Bisheriger U23-Trainer Josef Zinnbauer soll den Klub aus dem Liga-Keller führen

– Am Dienstagnachmittag schien die Welt beim HSV und bei Mirko Slomka für den Moment wieder in Ordnung. „Wenn ein Verein wie der HSV anruft, dann ist das was Besonderes“, sagte der Trainer. Tatsächlich gesagt hat er das natürlich nicht jetzt, sondern im vergangenen Februar bei seiner Präsentation, die aber ausgerechnet am Dienstag in einer TV-Konserve auf allen Flachbildschirmen vom Stadionrestaurant „Die Raute“ via HSV-TV übertragen wurde.
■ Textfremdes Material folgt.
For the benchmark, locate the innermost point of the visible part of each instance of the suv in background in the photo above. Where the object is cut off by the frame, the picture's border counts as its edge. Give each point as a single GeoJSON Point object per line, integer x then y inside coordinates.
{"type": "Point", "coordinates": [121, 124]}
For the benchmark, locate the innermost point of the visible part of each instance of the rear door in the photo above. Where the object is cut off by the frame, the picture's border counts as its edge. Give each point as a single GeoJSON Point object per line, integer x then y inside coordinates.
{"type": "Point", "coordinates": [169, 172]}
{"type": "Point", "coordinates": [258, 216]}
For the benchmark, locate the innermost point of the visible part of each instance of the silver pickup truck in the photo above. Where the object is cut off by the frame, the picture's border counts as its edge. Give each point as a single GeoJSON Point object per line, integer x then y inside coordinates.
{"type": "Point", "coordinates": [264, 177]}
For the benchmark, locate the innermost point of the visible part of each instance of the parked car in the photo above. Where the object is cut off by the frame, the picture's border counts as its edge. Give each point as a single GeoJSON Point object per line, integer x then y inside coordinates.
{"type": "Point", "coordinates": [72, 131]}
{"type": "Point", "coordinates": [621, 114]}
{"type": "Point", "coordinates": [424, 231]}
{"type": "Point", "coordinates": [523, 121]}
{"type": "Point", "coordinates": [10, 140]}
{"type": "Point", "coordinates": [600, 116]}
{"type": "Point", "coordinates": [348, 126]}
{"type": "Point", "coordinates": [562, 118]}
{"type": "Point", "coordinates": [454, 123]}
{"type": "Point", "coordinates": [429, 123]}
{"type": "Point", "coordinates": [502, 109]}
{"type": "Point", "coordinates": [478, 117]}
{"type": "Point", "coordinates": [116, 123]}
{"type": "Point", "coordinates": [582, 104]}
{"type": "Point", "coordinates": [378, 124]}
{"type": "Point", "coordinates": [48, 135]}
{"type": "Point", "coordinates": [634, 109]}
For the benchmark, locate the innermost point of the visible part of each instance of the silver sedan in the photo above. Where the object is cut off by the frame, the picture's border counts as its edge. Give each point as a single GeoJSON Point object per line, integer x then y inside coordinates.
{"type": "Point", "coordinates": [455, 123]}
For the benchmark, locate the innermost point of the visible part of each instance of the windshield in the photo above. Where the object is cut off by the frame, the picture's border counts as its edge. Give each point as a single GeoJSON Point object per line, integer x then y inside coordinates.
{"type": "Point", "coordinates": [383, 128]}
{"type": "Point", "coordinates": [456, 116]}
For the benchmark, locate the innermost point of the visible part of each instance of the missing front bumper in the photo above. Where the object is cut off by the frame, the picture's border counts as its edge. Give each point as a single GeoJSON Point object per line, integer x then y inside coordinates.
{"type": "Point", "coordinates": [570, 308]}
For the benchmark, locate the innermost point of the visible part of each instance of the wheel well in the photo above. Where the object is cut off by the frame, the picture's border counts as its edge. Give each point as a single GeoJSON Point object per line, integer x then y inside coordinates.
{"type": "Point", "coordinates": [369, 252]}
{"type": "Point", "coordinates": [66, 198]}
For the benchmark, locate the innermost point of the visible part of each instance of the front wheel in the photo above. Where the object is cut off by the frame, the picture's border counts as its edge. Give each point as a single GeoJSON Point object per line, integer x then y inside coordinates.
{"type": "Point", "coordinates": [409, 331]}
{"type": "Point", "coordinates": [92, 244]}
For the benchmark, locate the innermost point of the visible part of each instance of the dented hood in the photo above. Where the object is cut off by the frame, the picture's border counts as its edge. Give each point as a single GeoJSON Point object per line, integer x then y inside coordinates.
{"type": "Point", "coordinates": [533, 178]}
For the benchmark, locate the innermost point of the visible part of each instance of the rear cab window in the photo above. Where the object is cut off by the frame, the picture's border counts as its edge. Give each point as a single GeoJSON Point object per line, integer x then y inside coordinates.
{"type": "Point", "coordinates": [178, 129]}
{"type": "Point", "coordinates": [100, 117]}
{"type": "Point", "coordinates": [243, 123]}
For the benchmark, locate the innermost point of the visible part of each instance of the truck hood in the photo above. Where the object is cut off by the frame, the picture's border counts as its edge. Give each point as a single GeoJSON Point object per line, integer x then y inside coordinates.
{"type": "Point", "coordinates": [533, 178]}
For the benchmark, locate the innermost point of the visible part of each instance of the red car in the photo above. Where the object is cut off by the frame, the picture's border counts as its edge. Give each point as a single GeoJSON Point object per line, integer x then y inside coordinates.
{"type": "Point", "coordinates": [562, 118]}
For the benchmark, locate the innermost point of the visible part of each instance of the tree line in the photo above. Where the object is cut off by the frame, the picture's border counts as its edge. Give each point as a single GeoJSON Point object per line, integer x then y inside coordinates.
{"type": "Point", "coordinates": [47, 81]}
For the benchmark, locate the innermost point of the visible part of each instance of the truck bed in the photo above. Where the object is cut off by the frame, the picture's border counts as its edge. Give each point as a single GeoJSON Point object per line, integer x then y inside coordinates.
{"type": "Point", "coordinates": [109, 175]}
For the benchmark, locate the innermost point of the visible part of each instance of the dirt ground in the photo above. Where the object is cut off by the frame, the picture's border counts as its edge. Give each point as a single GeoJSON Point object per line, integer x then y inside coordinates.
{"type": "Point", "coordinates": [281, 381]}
Dass der am Vorabend entlassene HSV-Trainer zu diesem Zeitpunkt bereits seine Sachen aus dem Stadion abgeholt hatte und ganz offiziell vom Klub „freigestellt“ wurde, war längst bekannt. Nicht bekannt war dagegen, was Dietmar Beiersdorfer nur zwei Stunden später in denselben Räumlichkeiten wie bei der Slomka-Präsentation zu verkünden hatte: Der HSV-Chef gab überraschend bekannt, dass neben dem chronisch erfolglosen Coach auch dessen Assistenten Nestor El Maestro, Torwarttrainer Ronny Teuber und Nikola Vidovic gehen müssten, zudem würde man Co-Trainer Zlatan Bajramovic offen lassen, wieder zurück in den Nachwuchsbereich zu wechseln. Neuer Cheftrainer würde „bis auf Weiteres“ U23-Coach Josef Zinnbauer werden, assistiert von Patrick Rahmen, dem bisherigen Cheftrainer der Nachwuchsteams U16 bis U23, Ex-HSV-Keeper Stefan Wächter (Torwarttrainer) und Nachwuchs-Athletiktrainer Carsten Schünemann. Zinnbauers Assistententrio war erst vor drei Wochen von Neunachwuchschef Bernhard Peters für den Unterbau des HSV verpflichtet worden.

„Wir versprechen uns von Joe, dass er unserer Mannschaft eine neue Struktur verpassen kann. Schnelle Taten sind erhofft und erwünscht. Wir stehen hinter dem Team“, sagte Beiersdorfer, der aber ein klares Bekenntnis zum neuen Trainerteam scheute. Zinnbauer und sein Team wären „aktuell die passende Lösung“, erklärte Beiersdorfer, einen entsprechend angepassten Vertrag würde daher keiner der Neuen bekommen.

Seine schwammige Formulierung hat einen ganz einfachen Hintergrund. Denn erst als er und der mächtige Aufsichtsratschef Karl Gernandt keine Chance gehabt hatten, Wunschtrainer Thomas Tuchel als Slomka-Nachfolger zu präsentieren, schwenkten die Verantwortlichen auf die Übergangslösung Zinnbauer um, der nun erst einmal den Nachweis erbringen soll, möglicherweise mehr als nur eine Übergangslösung zu sein. Tuchel, der noch bis 2015 in Mainz unter Vertrag steht, hatte den Verantwortlichen des HSV signalisiert, dass er nicht als Feuerwehrmann zur Verfügung stehe. „Ich kann nicht ausschließen, dass wir an der einen oder anderen Stelle Gespräche mit Kandidaten führen“, sagte Beiersdorfer, der aber vehement die Kritik konterte, dass Investor Klaus-Michael Kühne oder Aufsichtsratschef Gernandt zu viel Einfluss auf das operative Geschäft ausüben würden. „Klaus-Michael Kühne hatte null Prozent mit den Entlassungen von Mirko Slomka oder auch Oliver Kreuzer zu tun. Die Entscheidungen werden noch immer hier im Volkspark getroffen“, so der Vorstandsvorsitzende.

Die Trennung von Slomka kommt dem HSV teuer zu stehen. Demnach stehen dem erfolglosen Trainer vom Tag der Freistellung bis zum Vertragsende im Sommer 2016 noch die Hälfte seines Grundgehalts sowie etwaige Erfolgsprämien zu. Nach Morgenpost-Informationen darf Slomka, der 1,5 Millionen Euro exklusive Prämien verdient haben soll, sich somit bei seinem noch knapp zwei Jahre laufenden Vertrag auf mindestens 1,4 Millionen Euro freuen.